Johnson resigned from Apple last November to join retailer J.C. Penney Co Inc as chief executive.
Browett, Dixons’ CEO since 2007, was previously chief executive of Tesco Plc’s successful online shopping site. He will oversee Apple’s retail strategy and the expansion of its stores around the world, from the current total of around 300.
The executive, credited with freshening Dixons’ image with innovative marketing -- including an advertising campaign featuring Darth Vader -- joins Apple as the Silicon Valley giant eyes markets abroad to sustain its growth.
“An outsider with international experience will help guide Apple’s global expansion strategy,” said RBC Capital Markets analyst Mike Abramsky. “His experience includes localizing stores for multiple countries.”
On Johnson’s watch, Apple opened its first retail outlet -- in McLean, Virginia -- in May 2001. It now has a chain of more than 300 stores, which generated an average of $34.1 million each in fiscal 2010 and accounted for 15 percent of the company’s net sales.
“(Browett)’s got big shoes to fill,” said BGC Partners analyst Colin Gillis. “Ron Johnson drove the Apple store as a customer experience with a positive halo effect for the business.”
Wall Street views Apple’s stores as an important advantage in competing with rivals Google Inc and Amazon.com Inc as well as other traditional PC makers.
“Our retail stores are all about customer service, and John shares that commitment like no one else we’ve met,” said Cook.
Apple’s retail success is likely to keep growing over the next few quarters as huge numbers of consumers continue to snap up the company’s popular iPhones and iPads. Apple sold 37 million iPhones and more than 15 million iPads during the last quarter, and its cash balance swelled to nearly $100 billion by the end of 2011.

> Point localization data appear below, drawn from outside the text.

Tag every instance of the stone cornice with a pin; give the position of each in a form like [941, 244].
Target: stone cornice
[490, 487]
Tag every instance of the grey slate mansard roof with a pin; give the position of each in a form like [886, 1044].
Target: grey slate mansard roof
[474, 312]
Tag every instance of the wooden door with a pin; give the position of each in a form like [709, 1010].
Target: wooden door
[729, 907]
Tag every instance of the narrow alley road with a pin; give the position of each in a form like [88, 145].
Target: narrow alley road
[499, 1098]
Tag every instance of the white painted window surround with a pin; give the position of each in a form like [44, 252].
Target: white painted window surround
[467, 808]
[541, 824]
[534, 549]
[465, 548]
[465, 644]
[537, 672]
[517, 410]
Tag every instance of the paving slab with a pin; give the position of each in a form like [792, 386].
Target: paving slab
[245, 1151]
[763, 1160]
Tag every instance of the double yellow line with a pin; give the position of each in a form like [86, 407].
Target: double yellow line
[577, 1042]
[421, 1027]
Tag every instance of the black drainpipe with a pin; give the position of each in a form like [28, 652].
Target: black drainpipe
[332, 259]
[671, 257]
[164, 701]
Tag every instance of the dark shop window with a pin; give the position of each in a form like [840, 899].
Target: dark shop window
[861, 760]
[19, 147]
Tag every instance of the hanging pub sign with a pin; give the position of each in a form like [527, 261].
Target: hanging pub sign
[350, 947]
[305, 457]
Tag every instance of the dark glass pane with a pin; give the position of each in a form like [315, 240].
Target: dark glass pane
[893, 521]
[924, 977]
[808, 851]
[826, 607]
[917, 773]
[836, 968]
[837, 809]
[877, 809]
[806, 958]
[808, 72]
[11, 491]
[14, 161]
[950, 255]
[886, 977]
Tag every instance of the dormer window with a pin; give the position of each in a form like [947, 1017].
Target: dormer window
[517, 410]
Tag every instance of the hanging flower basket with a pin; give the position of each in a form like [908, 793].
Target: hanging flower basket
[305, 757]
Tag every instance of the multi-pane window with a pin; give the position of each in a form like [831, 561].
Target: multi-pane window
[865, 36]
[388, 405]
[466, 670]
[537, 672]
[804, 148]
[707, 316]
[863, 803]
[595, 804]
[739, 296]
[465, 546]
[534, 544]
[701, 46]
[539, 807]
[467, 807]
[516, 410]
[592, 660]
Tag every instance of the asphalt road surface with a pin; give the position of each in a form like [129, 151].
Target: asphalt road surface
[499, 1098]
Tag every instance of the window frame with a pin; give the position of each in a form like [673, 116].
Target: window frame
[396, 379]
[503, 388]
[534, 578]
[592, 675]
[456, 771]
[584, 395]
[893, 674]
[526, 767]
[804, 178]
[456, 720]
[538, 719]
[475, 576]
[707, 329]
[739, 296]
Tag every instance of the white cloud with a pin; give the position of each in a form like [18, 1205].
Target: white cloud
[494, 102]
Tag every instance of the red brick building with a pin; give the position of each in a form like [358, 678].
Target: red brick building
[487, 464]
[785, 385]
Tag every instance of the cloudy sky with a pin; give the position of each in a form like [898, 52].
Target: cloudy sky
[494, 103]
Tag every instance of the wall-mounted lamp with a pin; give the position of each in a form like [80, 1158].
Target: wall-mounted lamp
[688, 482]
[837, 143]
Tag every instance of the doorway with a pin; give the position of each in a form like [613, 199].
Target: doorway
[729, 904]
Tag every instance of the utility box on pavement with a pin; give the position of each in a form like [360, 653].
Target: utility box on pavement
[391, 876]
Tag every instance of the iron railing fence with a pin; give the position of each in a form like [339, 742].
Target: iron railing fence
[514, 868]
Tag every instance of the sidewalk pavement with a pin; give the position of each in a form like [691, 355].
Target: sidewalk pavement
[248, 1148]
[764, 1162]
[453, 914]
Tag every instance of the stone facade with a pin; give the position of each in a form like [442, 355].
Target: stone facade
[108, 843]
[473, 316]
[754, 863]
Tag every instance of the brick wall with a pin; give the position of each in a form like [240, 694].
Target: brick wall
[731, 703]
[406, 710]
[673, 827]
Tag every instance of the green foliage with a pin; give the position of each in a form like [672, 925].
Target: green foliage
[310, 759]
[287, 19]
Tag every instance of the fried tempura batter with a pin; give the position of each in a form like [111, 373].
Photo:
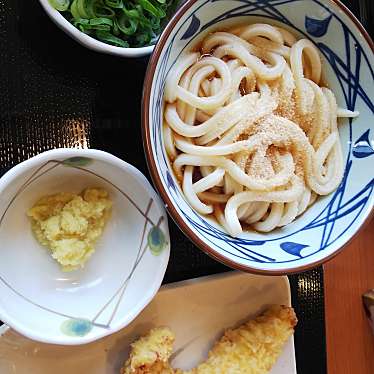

Last week, Apple posted quarterly results ahead of market expectations.
Browett’s appointment has sparked speculation in some quarters that Apple may be planning a push in its retail operations in Europe, where his expertise is greatest.
But Gillis said that while Browett’s international experience is helpful, he did not appear to have the relevant expertise in Apple’s key growth markets in Asia.
In October, Best Buy abandoned plans for a chain of European megastores, while Kesa Electricals, Europe’s No. 3 player, effectively paid a bidder to take the British money-losing Comet chain off its hands.
Both companies, as well as Home Retail’s Argos business, have struggled to compete with Dixons in the UK as Browett revamped stores, focused on more popular megastores and improved product ranges with a mantra of improving the shopping trip for customers.
Shares of Dixons Retail, Europe’s second-largest electronics retailer and owner of the Currys and PC World chains in Britain, fell on Tuesday following the news that Browett would leave in April to join the world’s leading smartphone maker as senior vice president of retail, based in California.
Dixons, which also runs Elkjop in Nordic countries, UniEuro in Italy and Kotsovolos in Greece, said Sebastian James would succeed Browett.
James, who was instrumental in executing much of Dixons’ turnaround plan, is the company’s operations director and a former strategy director at mother and baby products retailer Mothercare.
“We understand that the (Dixons) board had already carried out external bench-marking as part of its succession plans, and had decided that internal candidates would provide the best solution,” said Investec analyst David Jeary.
Dixons shares, which rose more than 50 percent in the last month after the well-received Christmas trading update, were down 8.7 percent at 13.95 pence. Apple was up 0.25 percent at $454.12 in afternoon Nasdaq trading in New York.